I’ll take out the columns that we don’t need for this project or which are meaningless to be presented in this project.
tidymobile_food_permit <- tail(mobile_food_permit) %>% select(-c(4,7,8,9,10,12,13,14,15,16,17,18,19,21,24))
head(tidymobile_food_permit)
## locationid Applicant FacilityType
## 616 1058991 Ruru Juice LLC Truck
## 617 1193831 Eva's Catering Truck
## 618 1184111 D & T Catering Truck
## 619 1219122 Halal Cart of San Francisco Push Cart
## 620 1163788 SOHOMEI, LLC Truck
## 621 1181515 John's Catering #5 Truck
## LocationDescription
## 616 MISSION ST: 02ND ST to NEW MONTGOMERY ST (600 - 634)
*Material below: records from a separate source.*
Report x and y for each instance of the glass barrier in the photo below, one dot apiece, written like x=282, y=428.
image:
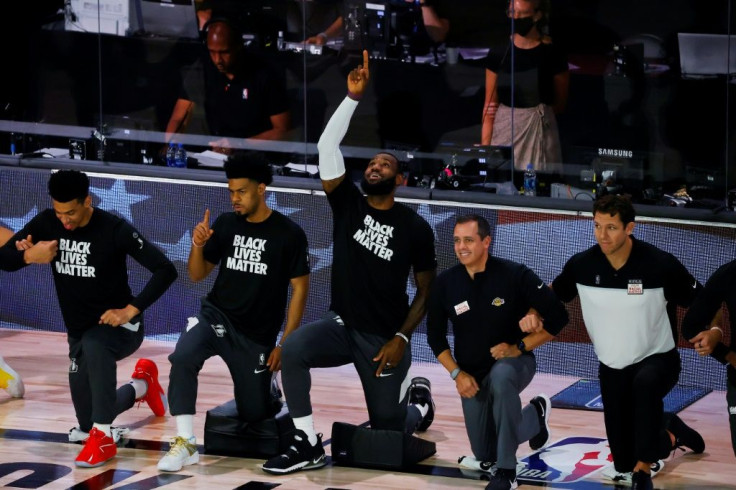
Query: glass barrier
x=604, y=96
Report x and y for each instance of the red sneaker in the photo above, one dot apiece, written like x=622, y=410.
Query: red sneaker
x=155, y=397
x=98, y=450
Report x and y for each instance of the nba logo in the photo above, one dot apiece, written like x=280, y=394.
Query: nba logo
x=570, y=460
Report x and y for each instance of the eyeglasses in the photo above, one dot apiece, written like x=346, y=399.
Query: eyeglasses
x=510, y=11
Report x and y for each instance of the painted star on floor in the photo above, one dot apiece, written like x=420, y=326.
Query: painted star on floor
x=16, y=224
x=117, y=199
x=273, y=204
x=324, y=258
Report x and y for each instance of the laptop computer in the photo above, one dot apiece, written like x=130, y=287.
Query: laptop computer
x=176, y=19
x=703, y=55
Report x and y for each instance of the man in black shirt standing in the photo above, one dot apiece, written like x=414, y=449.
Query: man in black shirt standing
x=700, y=327
x=260, y=253
x=628, y=292
x=103, y=319
x=40, y=253
x=376, y=243
x=488, y=301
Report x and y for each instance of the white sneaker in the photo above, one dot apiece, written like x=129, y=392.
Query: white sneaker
x=610, y=473
x=78, y=435
x=11, y=381
x=182, y=453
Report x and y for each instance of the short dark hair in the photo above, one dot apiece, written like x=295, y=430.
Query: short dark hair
x=484, y=228
x=67, y=185
x=616, y=205
x=249, y=165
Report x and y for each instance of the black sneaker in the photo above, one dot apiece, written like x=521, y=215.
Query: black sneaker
x=685, y=436
x=503, y=479
x=543, y=405
x=641, y=481
x=300, y=456
x=420, y=394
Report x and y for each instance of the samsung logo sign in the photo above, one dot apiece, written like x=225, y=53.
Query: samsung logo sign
x=612, y=152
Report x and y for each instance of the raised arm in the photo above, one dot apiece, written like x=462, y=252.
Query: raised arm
x=197, y=267
x=331, y=161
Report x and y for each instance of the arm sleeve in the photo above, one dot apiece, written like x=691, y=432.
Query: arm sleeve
x=423, y=257
x=162, y=270
x=544, y=300
x=331, y=162
x=437, y=320
x=564, y=285
x=10, y=258
x=707, y=303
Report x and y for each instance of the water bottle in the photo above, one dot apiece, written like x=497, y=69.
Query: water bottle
x=180, y=157
x=530, y=181
x=170, y=155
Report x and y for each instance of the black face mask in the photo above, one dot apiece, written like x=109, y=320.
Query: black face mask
x=380, y=188
x=524, y=25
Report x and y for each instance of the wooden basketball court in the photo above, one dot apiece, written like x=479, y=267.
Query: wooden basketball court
x=34, y=452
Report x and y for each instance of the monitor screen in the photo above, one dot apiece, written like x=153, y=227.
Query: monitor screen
x=167, y=18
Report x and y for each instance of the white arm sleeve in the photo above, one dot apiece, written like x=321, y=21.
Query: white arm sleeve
x=331, y=162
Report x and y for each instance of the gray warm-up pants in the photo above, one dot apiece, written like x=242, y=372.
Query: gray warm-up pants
x=93, y=358
x=211, y=334
x=494, y=419
x=330, y=343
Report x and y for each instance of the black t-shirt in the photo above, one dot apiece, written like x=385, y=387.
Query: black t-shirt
x=534, y=71
x=485, y=311
x=90, y=270
x=242, y=107
x=374, y=251
x=257, y=261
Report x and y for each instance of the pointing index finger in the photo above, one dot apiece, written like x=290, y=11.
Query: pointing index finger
x=366, y=59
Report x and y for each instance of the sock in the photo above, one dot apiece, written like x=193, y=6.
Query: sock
x=306, y=424
x=106, y=428
x=185, y=427
x=140, y=386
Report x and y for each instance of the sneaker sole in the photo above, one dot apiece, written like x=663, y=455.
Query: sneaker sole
x=304, y=466
x=193, y=459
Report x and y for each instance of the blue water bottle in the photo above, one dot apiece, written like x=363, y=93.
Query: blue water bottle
x=530, y=181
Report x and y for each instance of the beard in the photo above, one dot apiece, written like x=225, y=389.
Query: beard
x=380, y=188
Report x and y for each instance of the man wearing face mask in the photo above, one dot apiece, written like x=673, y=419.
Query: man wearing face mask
x=539, y=84
x=376, y=243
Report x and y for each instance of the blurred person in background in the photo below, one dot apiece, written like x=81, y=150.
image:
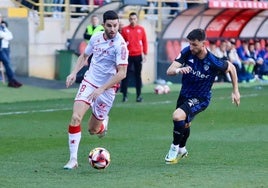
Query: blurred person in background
x=5, y=37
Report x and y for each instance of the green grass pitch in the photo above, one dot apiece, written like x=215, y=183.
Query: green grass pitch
x=228, y=146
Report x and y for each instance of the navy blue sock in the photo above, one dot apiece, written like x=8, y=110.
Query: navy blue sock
x=178, y=131
x=186, y=134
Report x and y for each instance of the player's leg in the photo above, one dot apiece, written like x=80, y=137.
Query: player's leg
x=182, y=146
x=138, y=67
x=124, y=82
x=74, y=132
x=179, y=117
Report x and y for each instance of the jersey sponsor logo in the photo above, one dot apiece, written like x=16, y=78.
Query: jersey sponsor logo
x=178, y=56
x=193, y=101
x=191, y=60
x=206, y=67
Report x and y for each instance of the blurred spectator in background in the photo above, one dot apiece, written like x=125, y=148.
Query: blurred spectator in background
x=245, y=56
x=57, y=9
x=5, y=37
x=221, y=52
x=261, y=68
x=83, y=5
x=233, y=57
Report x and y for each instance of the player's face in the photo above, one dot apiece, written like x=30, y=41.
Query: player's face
x=133, y=20
x=111, y=28
x=196, y=47
x=95, y=21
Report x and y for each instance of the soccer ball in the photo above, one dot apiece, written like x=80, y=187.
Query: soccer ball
x=99, y=158
x=159, y=90
x=166, y=89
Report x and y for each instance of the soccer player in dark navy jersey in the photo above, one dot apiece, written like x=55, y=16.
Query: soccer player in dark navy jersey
x=199, y=68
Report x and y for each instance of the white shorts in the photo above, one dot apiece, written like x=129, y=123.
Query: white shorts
x=102, y=105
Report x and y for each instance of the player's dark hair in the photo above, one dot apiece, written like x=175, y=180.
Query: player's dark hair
x=197, y=34
x=110, y=15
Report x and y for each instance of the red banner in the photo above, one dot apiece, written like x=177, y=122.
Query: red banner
x=238, y=4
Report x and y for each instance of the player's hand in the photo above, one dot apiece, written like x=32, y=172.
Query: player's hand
x=236, y=98
x=97, y=92
x=183, y=70
x=70, y=80
x=144, y=59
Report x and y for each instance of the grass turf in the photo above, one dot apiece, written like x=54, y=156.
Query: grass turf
x=227, y=146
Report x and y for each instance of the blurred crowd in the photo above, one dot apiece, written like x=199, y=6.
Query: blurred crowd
x=250, y=58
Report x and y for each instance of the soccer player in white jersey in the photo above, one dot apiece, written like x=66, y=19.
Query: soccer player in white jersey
x=97, y=91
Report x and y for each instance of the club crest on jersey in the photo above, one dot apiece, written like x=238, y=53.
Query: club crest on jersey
x=206, y=67
x=178, y=56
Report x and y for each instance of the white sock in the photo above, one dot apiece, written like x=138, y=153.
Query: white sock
x=74, y=140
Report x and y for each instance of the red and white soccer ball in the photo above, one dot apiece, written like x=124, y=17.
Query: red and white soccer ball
x=166, y=89
x=99, y=158
x=161, y=89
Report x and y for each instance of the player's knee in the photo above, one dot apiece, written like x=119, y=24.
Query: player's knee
x=93, y=130
x=76, y=119
x=178, y=115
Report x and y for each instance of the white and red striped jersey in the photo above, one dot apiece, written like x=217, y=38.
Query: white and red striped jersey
x=107, y=55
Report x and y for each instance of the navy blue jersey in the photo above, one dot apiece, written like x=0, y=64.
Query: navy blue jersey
x=199, y=81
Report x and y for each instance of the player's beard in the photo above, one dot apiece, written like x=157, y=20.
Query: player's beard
x=110, y=35
x=196, y=52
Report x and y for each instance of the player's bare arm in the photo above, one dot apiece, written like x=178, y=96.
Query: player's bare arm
x=235, y=93
x=120, y=75
x=176, y=68
x=81, y=61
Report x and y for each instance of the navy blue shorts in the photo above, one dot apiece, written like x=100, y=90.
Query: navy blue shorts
x=192, y=106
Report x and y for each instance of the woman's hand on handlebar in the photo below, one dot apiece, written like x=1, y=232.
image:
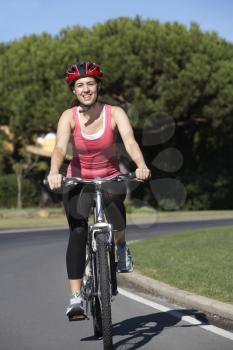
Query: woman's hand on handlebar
x=54, y=180
x=143, y=173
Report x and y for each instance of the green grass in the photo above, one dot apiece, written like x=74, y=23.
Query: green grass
x=198, y=261
x=37, y=217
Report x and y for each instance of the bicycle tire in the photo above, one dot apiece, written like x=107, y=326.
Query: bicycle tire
x=104, y=288
x=96, y=316
x=95, y=304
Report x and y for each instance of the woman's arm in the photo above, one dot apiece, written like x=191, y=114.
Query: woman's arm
x=60, y=149
x=126, y=131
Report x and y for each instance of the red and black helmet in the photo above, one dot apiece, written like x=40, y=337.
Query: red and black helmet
x=82, y=70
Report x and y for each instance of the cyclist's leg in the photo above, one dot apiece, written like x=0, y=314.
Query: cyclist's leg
x=77, y=203
x=115, y=194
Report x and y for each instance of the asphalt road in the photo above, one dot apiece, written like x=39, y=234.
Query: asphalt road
x=34, y=296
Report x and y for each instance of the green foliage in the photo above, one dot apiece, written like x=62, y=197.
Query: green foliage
x=150, y=69
x=8, y=192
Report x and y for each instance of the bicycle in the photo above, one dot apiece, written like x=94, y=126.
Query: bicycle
x=99, y=280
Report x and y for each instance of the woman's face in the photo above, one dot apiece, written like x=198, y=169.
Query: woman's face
x=86, y=90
## 617 ORTEGA ST: 18TH AVE to 19TH AVE (1100 - 1199)
## 618 WASHINGTON ST: MAPLE ST to CHERRY ST (3800 - 3899)
## 619 CALIFORNIA ST: LEIDESDORFF ST to MONTGOMERY ST (449 - 499)
## 620 MISSION ST: ANNIE ST to 03RD ST (663 - 699)
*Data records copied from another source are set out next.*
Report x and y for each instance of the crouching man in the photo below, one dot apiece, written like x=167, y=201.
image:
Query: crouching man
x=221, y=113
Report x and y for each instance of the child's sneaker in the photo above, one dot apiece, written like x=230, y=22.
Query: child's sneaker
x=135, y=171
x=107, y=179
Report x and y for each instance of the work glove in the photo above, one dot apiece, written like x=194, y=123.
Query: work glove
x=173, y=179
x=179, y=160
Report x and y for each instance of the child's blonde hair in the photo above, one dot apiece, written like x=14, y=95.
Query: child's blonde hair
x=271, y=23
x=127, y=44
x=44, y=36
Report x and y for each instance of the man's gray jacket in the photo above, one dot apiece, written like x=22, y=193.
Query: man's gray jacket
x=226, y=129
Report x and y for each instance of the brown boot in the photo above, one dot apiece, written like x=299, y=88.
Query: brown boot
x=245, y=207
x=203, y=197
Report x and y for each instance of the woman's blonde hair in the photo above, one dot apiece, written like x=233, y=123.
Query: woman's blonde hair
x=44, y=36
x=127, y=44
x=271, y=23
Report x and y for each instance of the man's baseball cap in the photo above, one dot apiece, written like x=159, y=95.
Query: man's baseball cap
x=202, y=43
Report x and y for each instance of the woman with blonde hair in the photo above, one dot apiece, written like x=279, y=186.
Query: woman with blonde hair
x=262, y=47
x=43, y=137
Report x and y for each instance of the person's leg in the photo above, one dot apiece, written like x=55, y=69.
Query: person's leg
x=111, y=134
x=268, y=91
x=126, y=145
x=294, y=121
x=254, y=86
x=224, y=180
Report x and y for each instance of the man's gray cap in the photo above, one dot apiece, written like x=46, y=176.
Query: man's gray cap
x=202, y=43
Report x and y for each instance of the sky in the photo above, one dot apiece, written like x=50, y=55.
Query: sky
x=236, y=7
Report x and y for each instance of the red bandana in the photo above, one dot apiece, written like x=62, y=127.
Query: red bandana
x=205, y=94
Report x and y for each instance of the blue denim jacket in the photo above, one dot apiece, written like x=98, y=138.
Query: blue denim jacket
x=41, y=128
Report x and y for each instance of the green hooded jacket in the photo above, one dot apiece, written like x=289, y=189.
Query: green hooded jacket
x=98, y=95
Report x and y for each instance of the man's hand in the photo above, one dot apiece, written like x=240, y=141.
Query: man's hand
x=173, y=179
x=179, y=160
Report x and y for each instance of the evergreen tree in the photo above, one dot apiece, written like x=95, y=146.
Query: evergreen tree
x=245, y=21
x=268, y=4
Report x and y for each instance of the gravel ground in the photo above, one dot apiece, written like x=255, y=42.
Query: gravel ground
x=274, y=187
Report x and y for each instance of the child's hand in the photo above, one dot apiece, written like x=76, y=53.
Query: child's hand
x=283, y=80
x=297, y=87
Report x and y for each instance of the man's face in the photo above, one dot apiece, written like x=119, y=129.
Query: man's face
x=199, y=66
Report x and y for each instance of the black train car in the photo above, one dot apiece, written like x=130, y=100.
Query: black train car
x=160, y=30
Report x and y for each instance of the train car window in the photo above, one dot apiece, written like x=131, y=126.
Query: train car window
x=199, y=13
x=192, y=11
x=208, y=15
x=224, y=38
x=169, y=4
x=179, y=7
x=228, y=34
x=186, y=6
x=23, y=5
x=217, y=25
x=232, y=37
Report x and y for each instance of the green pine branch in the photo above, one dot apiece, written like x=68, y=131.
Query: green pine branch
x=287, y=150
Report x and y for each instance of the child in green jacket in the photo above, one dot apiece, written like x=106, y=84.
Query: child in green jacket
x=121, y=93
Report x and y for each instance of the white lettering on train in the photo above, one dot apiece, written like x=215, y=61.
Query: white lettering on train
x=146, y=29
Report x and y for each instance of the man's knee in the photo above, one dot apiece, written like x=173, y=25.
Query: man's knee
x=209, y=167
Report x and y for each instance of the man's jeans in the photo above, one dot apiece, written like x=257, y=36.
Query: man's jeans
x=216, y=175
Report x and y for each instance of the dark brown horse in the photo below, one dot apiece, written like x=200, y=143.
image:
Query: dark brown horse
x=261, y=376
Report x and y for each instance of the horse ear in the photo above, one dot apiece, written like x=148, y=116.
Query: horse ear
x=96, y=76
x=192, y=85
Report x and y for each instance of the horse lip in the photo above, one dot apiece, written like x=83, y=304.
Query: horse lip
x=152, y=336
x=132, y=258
## 621 HARRISON ST: ALAMEDA ST to 15TH ST (1830 - 1899)
## Address Status Approved PriorPermit
## 616 601 MISSION ST REQUESTED 0
## 617 1199 ORTEGA ST APPROVED 07/26/2018 12:00:00 AM 1
## 618 3839 WASHINGTON ST APPROVED 07/11/2018 12:00:00 AM 1
## 619 400 MONTGOMERY ST APPROVED 09/12/2018 12:00:00 AM 0
## 620 690 MISSION ST REQUESTED 1
## 621 1830 HARRISON ST APPROVED 07/06/2018 12:00:00 AM 1
## ExpirationDate
## 616
## 617 07/15/2019 12:00:00 AM
## 618 07/15/2019 12:00:00 AM
## 619 07/15/2019 12:00:00 AM
## 620 07/15/2019 12:00:00 AM
## 621 07/15/2019 12:00:00 AM
# to remove if there is any rows that are blank
tidymobile_food_permit <- tidymobile_food_permit %>% filter(Applicant != " ")
## Warning: package 'bindrcpp' was built under R version 3.5.1
# to confirm that there is no more blank rows
head(tidymobile_food_permit,20)
## locationid Applicant FacilityType
## 1 1058991 Ruru Juice LLC Truck
## 2 1193831 Eva's Catering Truck
## 3 1184111 D & T Catering Truck
## 4 1219122 Halal Cart of San Francisco Push Cart
## 5 1163788 SOHOMEI, LLC Truck
## 6 1181515 John's Catering #5 Truck
## LocationDescription
## 1 MISSION ST: 02ND ST to NEW MONTGOMERY ST (600 - 634)
## 2 ORTEGA ST: 18TH AVE to 19TH AVE (1100 - 1199)
## 3 WASHINGTON ST: MAPLE ST to CHERRY ST (3800 - 3899)
## 4 CALIFORNIA ST: LEIDESDORFF ST to MONTGOMERY ST (449 - 499)
## 5 MISSION ST: ANNIE ST to 03RD ST (663 - 699)
## 6 HARRISON ST: ALAMEDA ST to 15TH ST (1830 - 1899)
## Address Status Approved PriorPermit
## 1 601 MISSION ST REQUESTED 0
## 2 1199 ORTEGA ST APPROVED 07/26/2018 12:00:00 AM 1
## 3 3839 WASHINGTON ST APPROVED 07/11/2018 12:00:00 AM 1
## 4 400 MONTGOMERY ST APPROVED 09/12/2018 12:00:00 AM 0
## 5 690 MISSION ST REQUESTED 1
## 6 1830 HARRISON ST APPROVED 07/06/2018 12:00:00 AM 1
## ExpirationDate
## 1
## 2 07/15/2019 12:00:00 AM
## 3 07/15/2019 12:00:00 AM
## 4 07/15/2019 12:00:00 AM
## 5 07/15/2019 12:00:00 AM
## 6 07/15/2019 12:00:00 AM
tidymobile_food_permit <- tidymobile_food_permit %>%
group_by(PriorPermit)
hist(tidymobile_food_permit$PriorPermit)
According to the histogram, the applicants who are running the business has been in the business for many years. They have their previous experiences that doesn’t mean new applicants didn’t come to the market but old fish are on the bond doing business for many years.